Zahlreiche Krebsarten treten bei übergewichtigen Menschen häufiger auf als bei Normalgewichtigen, wie zahlreiche Studien belegen. Jedoch wurde bei den meisten dieser Untersuchungen das Körpergewicht der Teilnehmerinnen und Teilnehmer lediglich einmal abgefragt oder bestimmt. „Unsere Überlegung war aber, dass es für das Darmkrebsrisiko eine noch größere Rolle spielen müsste, wie lange ein Mensch die überzähligen Kilos mit sich herumträgt“, erklärt Prof. Hermann Brenner, Epidemiologe am Deutschen Krebsforschungszentrum. Wissenschaftlerinnen und Wissenschaftler gehen davon aus, dass Übergewicht ein Treiber von Darmkrebs ist, weil das Fettgewebe konstant Wachstumsfaktoren, Hormone oder entzündungsfördernde Substanzen abgibt. Also muss es einen Unterschied machen, ob der Körper diesem Einfluss nur über einen vergleichsweise kurzen Zeitraum ausgesetzt ist oder ob das Übergewicht über Jahrzehnte hinweg, möglicherweise sogar bereits seit der Jugend besteht.

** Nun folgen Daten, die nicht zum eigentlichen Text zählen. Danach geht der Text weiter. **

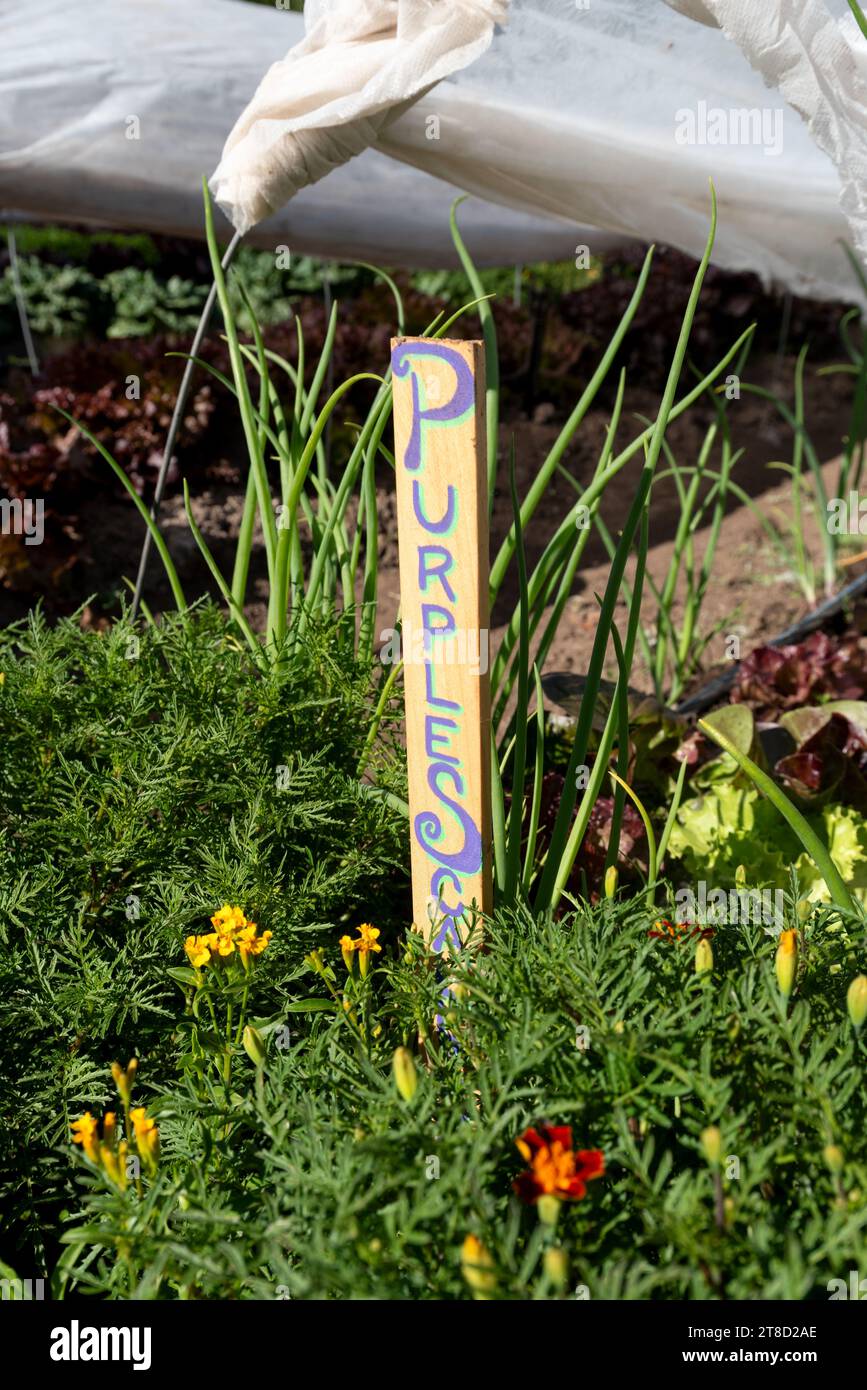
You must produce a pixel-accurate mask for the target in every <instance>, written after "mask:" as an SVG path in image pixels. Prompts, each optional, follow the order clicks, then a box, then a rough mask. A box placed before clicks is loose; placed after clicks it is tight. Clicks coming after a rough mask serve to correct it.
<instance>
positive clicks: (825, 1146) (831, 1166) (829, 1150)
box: [823, 1144, 846, 1173]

Um diese Hypothese zu prüfen, nutzten Brenner und Kollegen die Daten der DACHS-Studie (Darmkrebs: Chancen der Verhütung durch Screening). Seit 2003 begleiteten und befragten die DKFZ-Forscherinnen und -Forscher für diese Fall-Kontroll-Studie im Rhein-Neckar-Raum Darmkrebspatienten sowie nach dem Zufallsprinzip ausgewählte Kontrollteilnehmer ohne Darmkrebsdiagnose.

Die an der DACHS-Studie Teilnehmenden wurden nach ihrem Gewicht in verschiedenen Lebensaltern seit ihrem 20. Lebensjahr gefragt. Anhand dieser Angaben errechneten die DKFZ-Epidemiologinnen und -Epidemiologen für jede der 5635 Personen und 4515 Kontrollen, die zwischen 2003 und 2017 für die Studie rekrutiert wurden, die Anzahl an Lebensjahren mit Übergewicht (Übergewicht: Body-Mass-Index ≥25, Adipositas ≥30). Zusätzlich berücksichtigten die Forschenden auch das Ausmaß der überzähligen Pfunde.

Das Ergebnis: Verglichen mit dauerhaft normalgewichtigen Teilnehmern haben Übergewichtige ein höheres Risiko, an Darmkrebs zu erkranken. Und dieses Risiko steigt mit der Anzahl der übergewichtigen Lebensjahre und dem Ausmaß des Übergewichts: Diejenigen Teilnehmer, die langfristig viele Pfunde mit sich herumtrugen, erkrankten zweieinhalbmal so oft an Darmkrebs wie die dauerhaft Normalgewichtigen. Damit hat dieser Wert eine höhere Vorhersagekraft und korreliert weitaus besser mit dem tatsächlichen Darmkrebsrisiko als eine einmalige Bestimmung des Übergewichts.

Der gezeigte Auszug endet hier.